Le calme était revenu. Le brouhaha des amis de passage, pourtant si léger, avait suffit à couvrir le murmure des vagues. Maintenant qu'elle remontait, la mer m'offrait l'isolement et le silence en Wrac'h. Leurs silhouettes à peine disparues sur la plage, je retournais vers la maison phare. Le seuil franchi, je laissais la porte ouverte et mes pas nus sur le béton froid me portaient jusqu'à l'escalier.

Le soleil voilé de cette fin d'après-midi donnait au colimaçon la couleur de l'espoir. La peinture écaillée n'empêchait rien, au contraire. Chaque éclat, chaque copeau se détachant du mur, permettait à la lumière de s'accrocher, de se projeter donnant ainsi l'impression qu'un néon doux et chaleureux, vert et transparent inondait l'espace d'une lueur semi-précieuse qui métamorphosait ces quelques marches en une vis émeraude montant vers la lumière.

Je montais quelques marches et m'asseyais sur l'une d'elle. Le froid du mur saisi mon dos comme le béton l'avait fait de mes pieds. La position était inconfortable mais l'air y était serein. Je fermais les yeux et laissais mes pensées s'envoler. Prisonnières de cette cage d'escalier, elles butaient contre la trappe menant à la lanterne. La lumière émeraude faiblissait et devenait lueur, elle s'évanouissait dans la pénombre naissante ; ou était-ce mes pensées qui la faisaient disparaître en envahissant l'escalier ?

Des pensées vertes comme l'espoir et donc comme l'avenir … 

Cependant c'est vers le passé qu'elles me ramenaient ; vert tendre de l'enfance, vert odorant de la luzerne fraîchement coupée, vert supporter d'un 45 tours, vert d'un velours rapiécé, vert épinards des années de cantine, vert volets d'une grand-mère, vert anglais d'un baiser, vert US d'un cartable usé, vert automobile d'une première voiture, vert tropical d'un bel été, vert sac à dos de vacances, vert que-sais-je des années d'université, vert apeuré des laminaires, vert mentholé des soirées trop arrosées, vert treillis d'un service évité, vert fripé d'une chemise trop bien repassée, vert bleuté d'un chuchoter je t'aime, vert trop brillant des grannys croquées à pleine dents, vert peluché d'un polo trop porté, vert olivier d'une naissance, vert effrayé de l'herbe de février, vert Vitale, vert d'un logo disparu, vert connecté, vert masculin de Guerlain, vert chiné d'une bigoterie, verts ligérien de Chaumont, vert canadiens des canoés, verts kerarbleiziens ; vert émeraude d'une cage d'escalier devenue noire …

La mer et la cage d'escalier étaient pleines l'une comme l'autre et le bruit calme des vagues s'échouant sur Roc'h gored m'extirpait de mon passé. Je me relevais, le dos un peu endolori et les jambes parsemés de fourmis. Le vent frais et iodé s'engouffrait doucement dans la maison-phare, je laissais l'escalier derrière moi, traversais les deux salles et m'appuyais contre le chambranle pour observer le crépuscule presque nuit. 

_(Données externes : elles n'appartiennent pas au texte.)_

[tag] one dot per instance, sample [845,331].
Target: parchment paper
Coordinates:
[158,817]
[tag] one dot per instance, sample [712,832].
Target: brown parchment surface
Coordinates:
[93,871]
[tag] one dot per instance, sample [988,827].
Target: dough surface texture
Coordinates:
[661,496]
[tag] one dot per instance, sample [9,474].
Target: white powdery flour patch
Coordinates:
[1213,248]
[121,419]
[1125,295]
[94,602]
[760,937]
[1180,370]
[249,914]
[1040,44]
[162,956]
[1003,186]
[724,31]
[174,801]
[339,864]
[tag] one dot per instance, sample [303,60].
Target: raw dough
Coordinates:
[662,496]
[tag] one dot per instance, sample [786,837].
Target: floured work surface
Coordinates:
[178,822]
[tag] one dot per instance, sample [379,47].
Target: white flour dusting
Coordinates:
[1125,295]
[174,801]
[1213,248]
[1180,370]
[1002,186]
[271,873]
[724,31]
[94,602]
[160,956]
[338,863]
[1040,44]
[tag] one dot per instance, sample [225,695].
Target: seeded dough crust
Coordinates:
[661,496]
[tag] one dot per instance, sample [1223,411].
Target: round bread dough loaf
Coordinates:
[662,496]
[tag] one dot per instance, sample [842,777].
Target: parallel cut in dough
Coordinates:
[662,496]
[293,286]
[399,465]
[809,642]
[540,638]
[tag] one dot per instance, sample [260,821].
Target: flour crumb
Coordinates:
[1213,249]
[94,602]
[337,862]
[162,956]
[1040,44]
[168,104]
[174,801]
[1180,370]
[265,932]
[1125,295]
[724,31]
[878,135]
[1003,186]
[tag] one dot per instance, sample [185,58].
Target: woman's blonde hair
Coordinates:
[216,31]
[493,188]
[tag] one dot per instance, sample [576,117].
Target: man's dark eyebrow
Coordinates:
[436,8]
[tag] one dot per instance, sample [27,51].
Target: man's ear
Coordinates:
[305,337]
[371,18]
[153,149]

Au loin, les dernières lueurs du jour se mourraient pour mieux renaître ailleurs ; quand, au dessus de moi, éclairant la mer sombre, jailli un éclat rouge et lumineux, puis un second, et un troisième. Mes verts souvenirs ne butaient plus contre la trappe ; coincés, serrés les uns contre les autres, ils s'étaient immiscés, faufilés, glissés entre les planches pour atteindre la lanterne, ce feu fixe et fort qui les projetait au loin, jusqu'à cet horizon disparu. 

Mes verts souvenirs devenus rouges voguaient maintenant au dessus des flots pour guider les navires et leur éviter les écueils, ils éclairaient leur route et éclaircissaient mon avenir. 

Je refermais la porte pour monter me coucher. La cage d'escalier vide me laissa passer. La nuit fût douce 


Brest 21 juin 2016, Merci à IRVI et ses marins de papier pour l'envie et l'énergie.